Has a unique minimal norm solution given by the pseudoinverse $x^* = L^+(b)$

For details, caveats, and infinite dimensional weirdness, check out these slides.


Lemma: $(A\otimes B)^+ = (A^+\otimes B^+)$

Proof: We check the 4 Moore-Penrose conditions. These turn out to be trivially true by the mixed product property, for example we have:

$$\begin{aligned} (A\otimes B)(A^+\otimes B^+)(A\otimes B) = (AA^+A\otimes BB^+B) = (A\otimes B) \end{aligned}$$


With these two tools the conclusion immediately follows, by realizing that $AXA^$ is a linear operator:

$$\begin{aligned} \min_X \|AXA^ - B\|^2 &= \min_X \|(A\otimes A)\cdot X - B\|^2 \\&= (A\otimes A)^+B = (A^+\otimes A^+)B \\&= A^+ B (A^+)^ \end{aligned}$$

0
On

Well, I am answering my own question. The answer is that $Z = A^{+} B A^{+T}$ is indeed the least squares solution for $X$ in $A X A^T = B$, at least where least-squares means minimizing the Frobenius norm of $A X A^T - B$, (i.e., element-wise least squares). The steps are outlined below.
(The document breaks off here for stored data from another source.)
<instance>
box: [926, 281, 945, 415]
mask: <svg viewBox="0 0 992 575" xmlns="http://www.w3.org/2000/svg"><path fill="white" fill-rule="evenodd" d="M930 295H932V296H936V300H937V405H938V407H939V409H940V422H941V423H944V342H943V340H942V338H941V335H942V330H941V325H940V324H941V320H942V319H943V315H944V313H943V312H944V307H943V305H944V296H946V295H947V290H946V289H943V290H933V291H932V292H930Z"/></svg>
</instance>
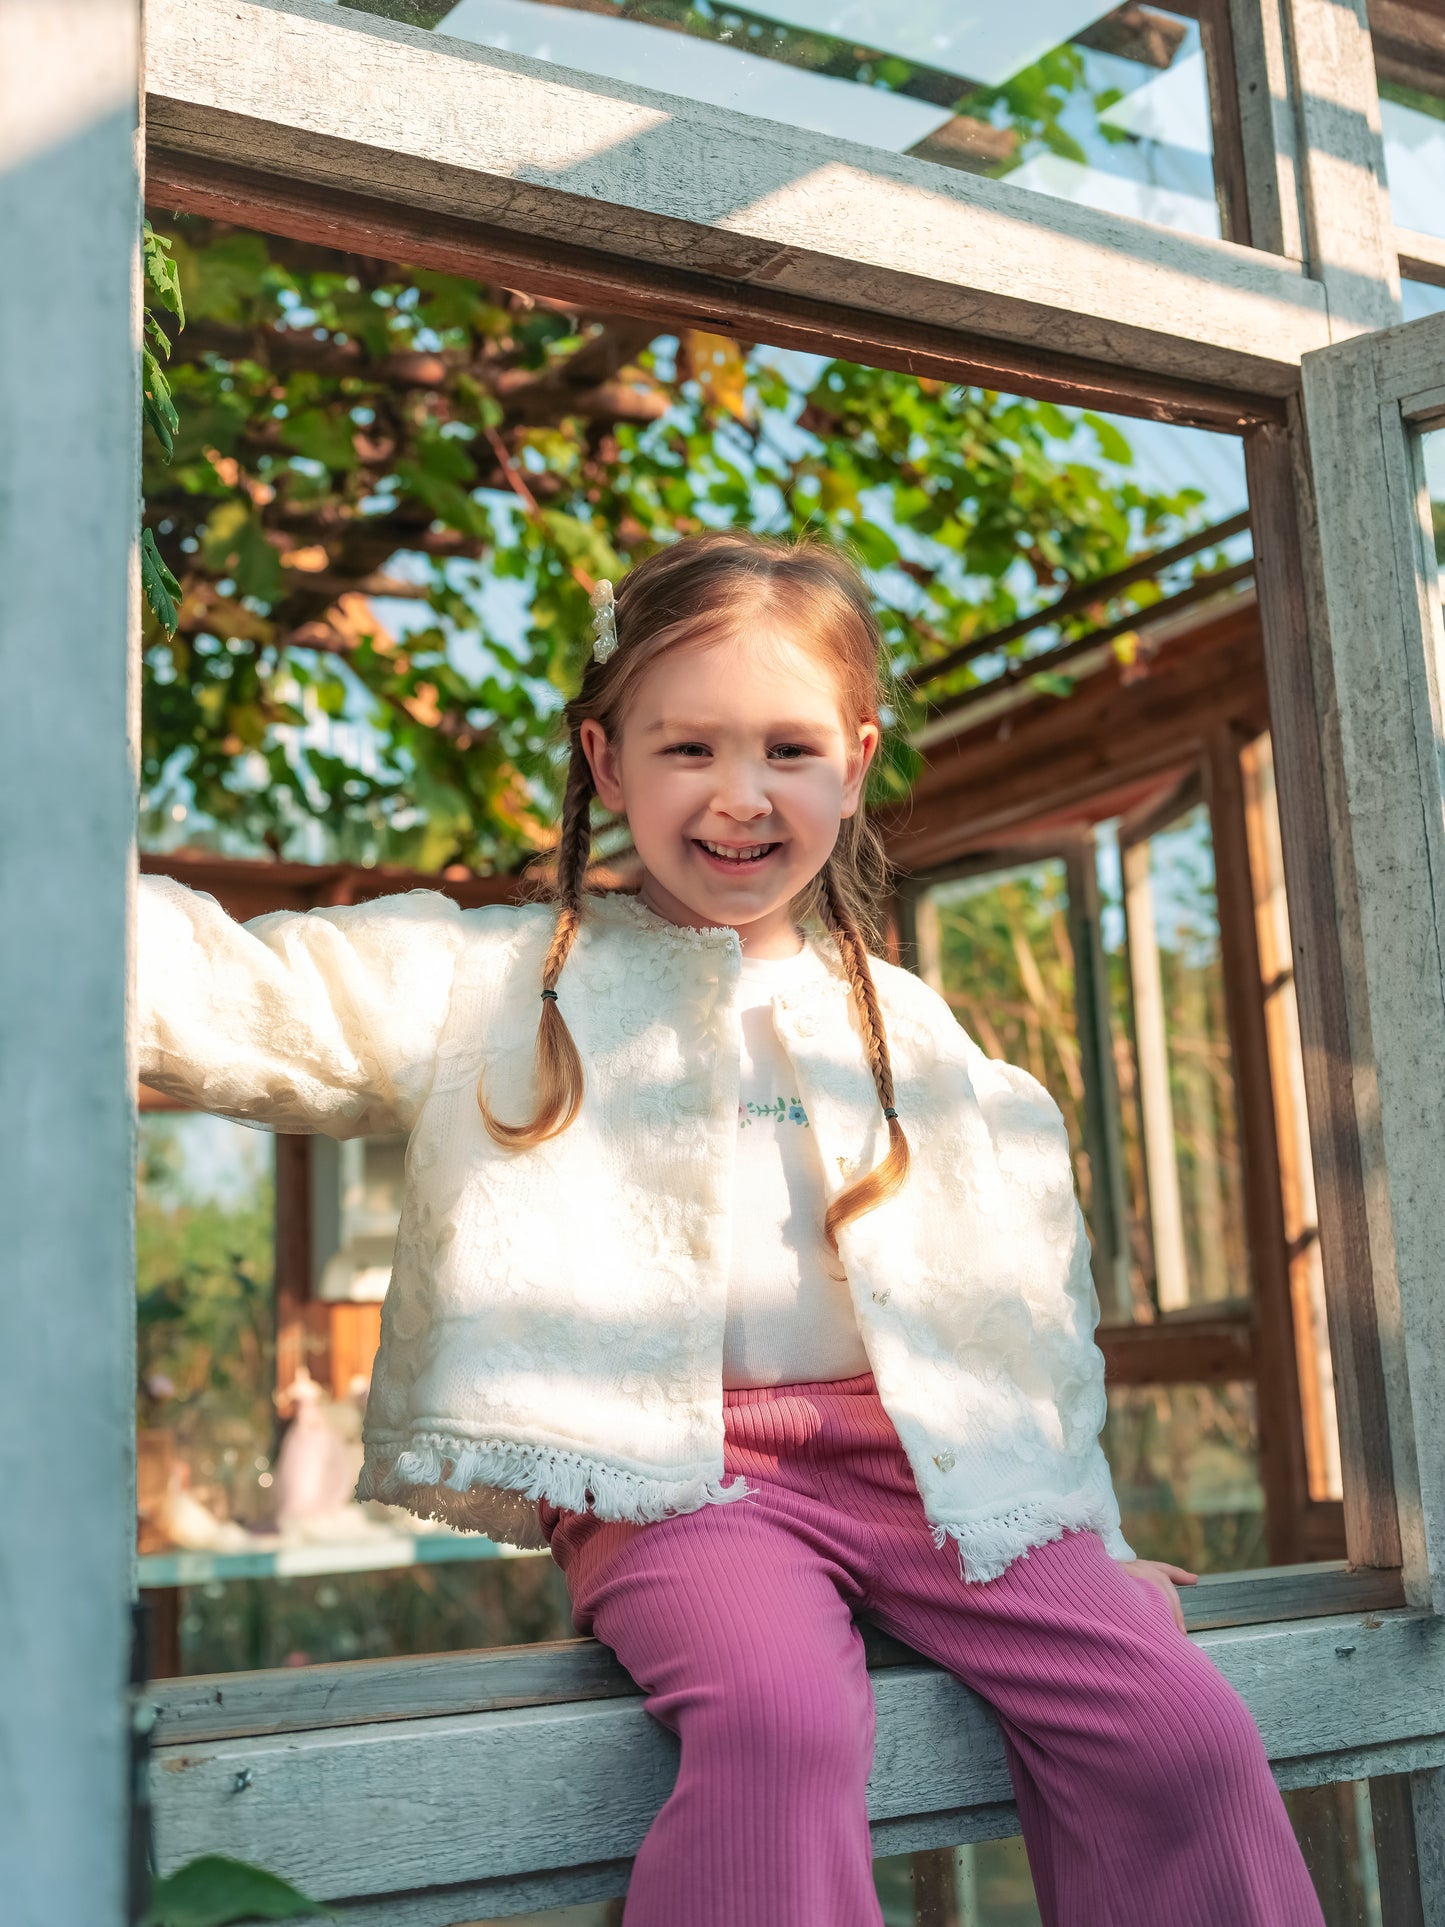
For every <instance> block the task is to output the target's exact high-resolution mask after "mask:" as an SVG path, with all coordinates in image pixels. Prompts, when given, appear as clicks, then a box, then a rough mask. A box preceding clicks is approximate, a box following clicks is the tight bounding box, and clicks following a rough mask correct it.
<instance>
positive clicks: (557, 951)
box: [476, 742, 591, 1150]
mask: <svg viewBox="0 0 1445 1927" xmlns="http://www.w3.org/2000/svg"><path fill="white" fill-rule="evenodd" d="M590 854H591V771H590V769H588V759H586V755H584V753H582V746H580V744H578V742H574V744H572V759H570V763H568V765H566V790H565V794H563V827H561V836H559V840H557V923H555V925H553V933H551V942H549V944H547V956H545V958H543V960H541V1017H539V1019H538V1044H536V1058H534V1066H536V1089H538V1108H536V1112H534V1114H532V1118H528V1122H526V1123H503V1120H501V1118H497V1116H495V1114H493V1112H491V1110H489V1106H487V1100H486V1095H484V1091H482V1083H480V1081H478V1087H476V1102H478V1106H480V1110H482V1123H484V1125H486V1127H487V1133H489V1135H491V1139H493V1141H495V1143H499V1145H505V1147H507V1148H509V1150H524V1148H526V1147H528V1145H539V1143H543V1141H545V1139H549V1137H557V1135H559V1133H561V1131H565V1129H566V1127H568V1125H570V1123H572V1120H574V1118H576V1114H578V1110H580V1108H582V1087H584V1071H582V1056H580V1052H578V1048H576V1043H574V1039H572V1033H570V1031H568V1027H566V1019H565V1017H563V1014H561V1010H559V1000H557V979H559V977H561V975H563V965H565V964H566V958H568V952H570V950H572V942H574V940H576V933H578V925H580V921H582V879H584V877H586V873H588V856H590Z"/></svg>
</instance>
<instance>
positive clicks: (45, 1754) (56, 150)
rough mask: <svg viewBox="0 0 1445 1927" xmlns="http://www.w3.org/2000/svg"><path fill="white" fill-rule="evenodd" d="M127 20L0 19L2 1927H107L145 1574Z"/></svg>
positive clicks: (0, 1714)
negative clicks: (123, 995) (127, 914)
mask: <svg viewBox="0 0 1445 1927" xmlns="http://www.w3.org/2000/svg"><path fill="white" fill-rule="evenodd" d="M137 123H139V8H137V4H135V0H2V4H0V233H2V235H4V237H6V239H4V245H6V262H8V272H6V274H4V276H2V277H0V424H2V430H0V688H4V701H0V796H4V823H2V827H0V1023H2V1025H4V1039H2V1041H0V1226H4V1260H2V1262H0V1360H2V1362H0V1376H4V1393H2V1395H0V1478H4V1488H6V1491H8V1493H10V1495H12V1499H10V1503H8V1507H6V1530H4V1545H0V1680H2V1682H4V1684H2V1688H0V1896H4V1898H0V1914H4V1917H6V1923H10V1927H58V1923H62V1921H66V1923H69V1921H75V1923H81V1921H85V1923H106V1927H110V1923H114V1921H119V1919H121V1917H123V1910H125V1887H127V1852H125V1848H127V1815H125V1792H127V1786H125V1777H127V1765H125V1755H127V1717H125V1678H127V1650H129V1597H131V1584H133V1580H131V1561H133V1547H135V1495H133V1480H131V1457H133V1451H135V1393H133V1382H135V1372H133V1339H131V1330H133V1305H135V1283H133V1278H135V1268H133V1258H131V1239H133V1233H131V1224H133V1202H135V1191H133V1183H135V1179H133V1148H131V1147H133V1108H131V1091H133V1089H135V1079H133V1075H131V1066H129V1062H127V1048H125V996H123V990H125V967H123V965H125V944H127V938H125V929H127V913H129V902H127V900H129V877H131V867H133V858H131V836H133V823H135V779H133V769H131V678H129V653H131V649H129V642H131V636H133V624H135V617H133V607H135V595H133V588H135V534H137V522H139V509H137V476H139V349H137V277H135V266H137V239H139V224H141V183H139V168H137V158H139V156H137Z"/></svg>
$$\left\| A X A^T - B \right\|_F^2 = \sum_{i=1}^m \sum_{j=1}^m \left( A_{ik} X_{kl} A_{jl} - B_{ij} \right)^2$$

is what we are trying to minimise; with repeated index summation convention (on k and l). The gradients of this are:

$$\frac{\partial}{\partial X_{ab}} \left\| A X A^T - B \right\|_F^2 = \sum_{i=1}^m \sum_{j=1}^m (2 A_{ia} A_{jb} A_{ik} A_{jl} X_{kl} - 2 B_{ij} A_{ia} A_{jb})$$

The terms $\sum_{i=1}^m \sum_{j=1}^m B_{ij} A_{ia} A_{jb}$ are the $a, b$ elements of $A^TBA$. The other term can be written as:

$$\sum_{i=1}^m \sum_{j=1}^m A_{ia} A_{jb} A_{ik} A_{jl} X_{kl} = \left[A^TAXA^TA\right]_{ab}$$

At the minimum point, all the partial derivatives are $0$, so

$$A^TA X A^T A - A^T BA = \mathbf{0}$$

When $A$ is full column rank, $A^TA$ is invertible, and we can solve for $X$:

$$\boxed{X = (A^TA)^{-1} A^T BA (A^T A)^{-1}}$$

which is equal to $A^+ B A^{+T}$ for full column rank $A$. Still to determine what happens when $A$ isn't full column-rank.